6. Stephen Houston (ed), The First Writing: Script Invention as History and Process.
Finally out in paperback so I can assign it – this collection of magisterial essays is social, historical, linguistic, and archaeological, framing the origin of writing in a thoroughly anthropological framework.
7. Sylvia Scribner and Michael Cole, The Psychology of Literacy.
Despite the title, this is a work of deep ethnography as well as cross-cultural psychology, investigating what effects (if any) the native Vai syllabary and other scripts have on a complex Liberian literate context.
8. Brian Street, Literacy in Theory and Practice.
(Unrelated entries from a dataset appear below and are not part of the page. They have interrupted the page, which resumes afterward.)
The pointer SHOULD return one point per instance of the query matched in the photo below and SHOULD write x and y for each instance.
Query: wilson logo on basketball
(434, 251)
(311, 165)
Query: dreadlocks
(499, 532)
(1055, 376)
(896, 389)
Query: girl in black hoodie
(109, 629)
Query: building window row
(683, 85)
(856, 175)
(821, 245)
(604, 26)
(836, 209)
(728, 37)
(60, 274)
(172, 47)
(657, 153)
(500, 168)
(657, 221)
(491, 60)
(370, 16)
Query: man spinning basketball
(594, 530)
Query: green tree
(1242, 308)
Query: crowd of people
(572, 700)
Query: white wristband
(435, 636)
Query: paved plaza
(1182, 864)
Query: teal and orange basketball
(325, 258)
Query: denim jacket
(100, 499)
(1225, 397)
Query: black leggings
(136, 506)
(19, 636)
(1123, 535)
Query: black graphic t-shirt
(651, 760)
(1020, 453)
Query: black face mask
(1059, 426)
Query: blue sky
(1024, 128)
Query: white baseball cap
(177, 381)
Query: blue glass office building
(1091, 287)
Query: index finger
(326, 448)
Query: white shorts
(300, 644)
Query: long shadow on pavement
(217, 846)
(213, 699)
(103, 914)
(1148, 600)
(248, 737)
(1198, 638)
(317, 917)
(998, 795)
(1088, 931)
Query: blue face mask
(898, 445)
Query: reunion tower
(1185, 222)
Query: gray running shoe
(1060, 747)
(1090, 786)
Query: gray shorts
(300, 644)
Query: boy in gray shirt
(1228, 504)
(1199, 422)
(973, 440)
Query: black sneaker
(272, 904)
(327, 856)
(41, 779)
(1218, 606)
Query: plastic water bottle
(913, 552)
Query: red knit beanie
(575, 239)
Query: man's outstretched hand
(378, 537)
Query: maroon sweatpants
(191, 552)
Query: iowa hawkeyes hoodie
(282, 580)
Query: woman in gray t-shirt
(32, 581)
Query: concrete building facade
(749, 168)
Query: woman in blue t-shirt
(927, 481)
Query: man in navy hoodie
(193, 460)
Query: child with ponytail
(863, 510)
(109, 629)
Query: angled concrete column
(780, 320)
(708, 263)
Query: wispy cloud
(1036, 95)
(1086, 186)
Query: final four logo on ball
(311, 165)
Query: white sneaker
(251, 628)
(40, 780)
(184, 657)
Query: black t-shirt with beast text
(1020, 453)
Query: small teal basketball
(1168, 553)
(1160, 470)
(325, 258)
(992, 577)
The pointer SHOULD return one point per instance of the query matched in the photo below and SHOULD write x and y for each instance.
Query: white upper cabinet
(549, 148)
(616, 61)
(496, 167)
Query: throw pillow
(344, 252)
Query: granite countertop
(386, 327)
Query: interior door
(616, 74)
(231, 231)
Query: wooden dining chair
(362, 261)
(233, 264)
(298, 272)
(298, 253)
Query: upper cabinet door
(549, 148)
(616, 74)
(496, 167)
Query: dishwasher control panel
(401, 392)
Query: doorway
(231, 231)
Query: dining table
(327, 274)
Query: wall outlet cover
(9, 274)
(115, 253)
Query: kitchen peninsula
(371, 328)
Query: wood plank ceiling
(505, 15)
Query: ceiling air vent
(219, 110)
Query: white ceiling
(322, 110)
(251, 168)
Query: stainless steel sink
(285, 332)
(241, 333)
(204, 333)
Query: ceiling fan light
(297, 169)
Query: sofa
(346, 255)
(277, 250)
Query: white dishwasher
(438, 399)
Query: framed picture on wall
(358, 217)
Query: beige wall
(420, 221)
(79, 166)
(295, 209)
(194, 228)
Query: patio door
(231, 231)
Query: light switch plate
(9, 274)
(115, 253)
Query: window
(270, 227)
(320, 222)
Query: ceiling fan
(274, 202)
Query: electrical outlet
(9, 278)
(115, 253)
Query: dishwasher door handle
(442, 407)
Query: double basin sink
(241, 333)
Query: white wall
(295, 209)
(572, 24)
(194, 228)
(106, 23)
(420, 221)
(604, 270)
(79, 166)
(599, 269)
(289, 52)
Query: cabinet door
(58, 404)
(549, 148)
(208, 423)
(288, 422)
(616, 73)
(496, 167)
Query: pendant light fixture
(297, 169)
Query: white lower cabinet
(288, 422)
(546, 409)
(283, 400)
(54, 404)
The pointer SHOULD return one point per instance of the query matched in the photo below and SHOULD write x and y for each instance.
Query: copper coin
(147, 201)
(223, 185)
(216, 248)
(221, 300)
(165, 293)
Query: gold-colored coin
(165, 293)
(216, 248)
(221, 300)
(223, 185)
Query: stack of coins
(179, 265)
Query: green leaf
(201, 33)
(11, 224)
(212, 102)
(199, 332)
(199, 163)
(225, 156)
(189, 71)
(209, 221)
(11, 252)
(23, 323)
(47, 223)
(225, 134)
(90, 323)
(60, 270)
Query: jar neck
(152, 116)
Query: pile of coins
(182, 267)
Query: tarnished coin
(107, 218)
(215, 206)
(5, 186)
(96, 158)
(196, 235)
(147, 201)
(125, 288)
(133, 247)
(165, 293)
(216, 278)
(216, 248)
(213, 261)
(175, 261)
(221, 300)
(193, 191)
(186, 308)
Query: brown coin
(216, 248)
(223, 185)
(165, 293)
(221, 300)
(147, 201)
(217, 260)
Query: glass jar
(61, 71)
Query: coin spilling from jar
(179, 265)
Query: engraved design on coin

I suppose this would be the ‘anti-Goody’, placing literacy (correctly) as a social practice whose cognitive effects cannot be predicted. Street’s theoretical position forms the mainstream of the modern anthropology of literacy.
9. Peter Wogan, Magical Writing in Salasaca.
A great little ethnography injecting issues of inequality and colonialism, as well as ritual and religion, into the literate lives of the people of Salasaca in Ecuador (I’m also assigning this because we have two Ecuador specialists in our department).
10. Niko Besnier, Literacy, Emotion and Authority: Reading and Writing on a Polynesian Atoll.
A last-minute addition, a further ethnography allowing us to look at another region of the world, but also to look at the ways in which literacy relates to the construction of individual identities and personal authority.